Connect with us
Industrial Tech

Investing in the re-architecture of critical industries – Sam Cash (Entropy Industrial)

Bogdan Iordache 12 Feb 2025 | 10 min. read
Visual illustrating Sam Cash from Entropy Industrial interview on critical industries

Authors: Bojan Stojkovski and Bogdan Iordache

Sam Cash has been investing in critical industries for over ten years. Delian (autonomous systems for defence), Compass (infrastructure for real estate) and Quix (an event-driven data engineering platform for building real-time apps) are just a few of his notable investments at the intersection of software and physical industries. 

Passionate about how technology changes the world we live in, Sam started a newsletter on how software defines the physical world and recently launched with Dealroom.co an in-depth analysis of Europe’s most critical industries—energy, robotics, supply chain, and defence.

In 2024, he set up the REALTECH Conference, an invite-only event aiming to put the most ambitious founders, operators, and investors in critical industries in one room, for one day. After being a Partner at Project A and leading their UK office, he left to start his venture capital firm Entropy Industrial Capital, where he’s now investing at the seed stage.
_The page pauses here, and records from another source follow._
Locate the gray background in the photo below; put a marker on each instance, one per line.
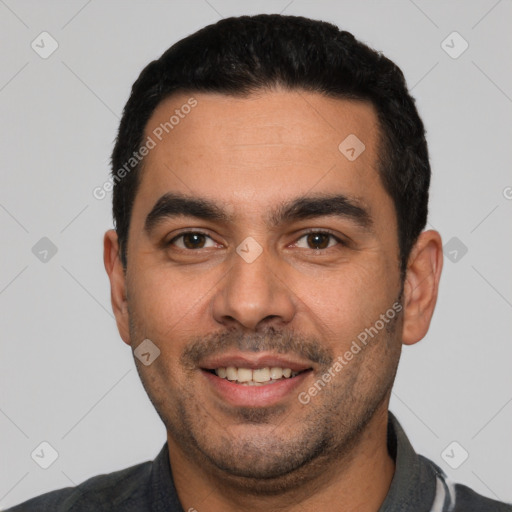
(68, 379)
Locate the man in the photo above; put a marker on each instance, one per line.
(271, 184)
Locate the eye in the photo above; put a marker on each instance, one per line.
(318, 240)
(192, 240)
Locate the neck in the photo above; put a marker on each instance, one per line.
(357, 480)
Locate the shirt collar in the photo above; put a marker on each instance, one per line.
(412, 487)
(414, 483)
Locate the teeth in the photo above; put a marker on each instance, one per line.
(244, 375)
(260, 375)
(255, 377)
(275, 373)
(231, 373)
In this interview with Underline Ventures, he shares his perspective on the shifting landscape of European manufacturing, the growing role of AI and software in industrial transformation, and the qualities he looks for in founders. 

Underline Ventures: What led you to establish Entropy Industrial Capital, and what is the core philosophy behind Entropy Capital’s investments, particularly in re-architecting critical industries?

Sam Cash: I’m an engineer by training. I’ve spent the last decade investing in venture capital, specifically focusing on technology companies that are re-architecting our physical industries. Over the years, I’ve invested in more than 25 companies, achieving some notable successes.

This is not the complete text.